65
Rainer Maria Rilke
2 eigenhändige Briefe, dazu ein Exemplar des Blauen Reiter, 1916-1917.
Estimate:
€ 6,000 / $ 6,600 Sold:
€ 6,250 / $ 6,875 (incl. surcharge)
Rilke und der Blaue Reiter
Rainer Maria Rilke
2 eigenhändige Briefe an den Maler Karl Caspar (1879-1956). München, ohne Datum (wohl Ende September oder Anfang Oktober 1916) und 14. VII. 1917. Zusammen 2 1/2 Seiten. 17,5-19 : 13-14,5 cm.

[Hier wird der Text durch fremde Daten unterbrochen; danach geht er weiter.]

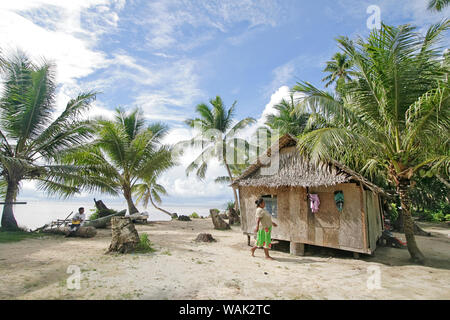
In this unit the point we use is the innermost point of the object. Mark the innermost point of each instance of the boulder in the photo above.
(205, 237)
(233, 216)
(124, 235)
(218, 222)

- An den befreundeten Maler und Mitbegründer der Münchener Neuen Secession Karl Caspar
- Bedankt sich ferner für die Leihgabe eines Exemplars des Blauen Reiters, das hier beiliegt
Kurze, aber warmherzige und freundschaftliche Schreiben an Karl Caspar, der zusammen mit seiner Frau, der expressionistischen Malerin Maria Caspar-Filser (1878-1968) spätestens seit Rilkes Umzug nach München 1914 zu dessen Freundeskreis gehörte. Caspar hatte sich u. a. als Künstler, Gründungsmitglied und später Vorsitzender der Münchener Neuen Secession in der Münchener Kunstszene etabliert. 1922 wurde er als ordentlicher Professor an die Akademie München berufen, mußte den Posten jedoch 1937 nach Verfehmung vier seiner Werke in der Ausstellung Entartete Kunst und unter dem Druck des nationalsozialistischen Regimes verlassen. 1946 wurde er durch Neuberufung an die Kunsthochschule rehabilitiert.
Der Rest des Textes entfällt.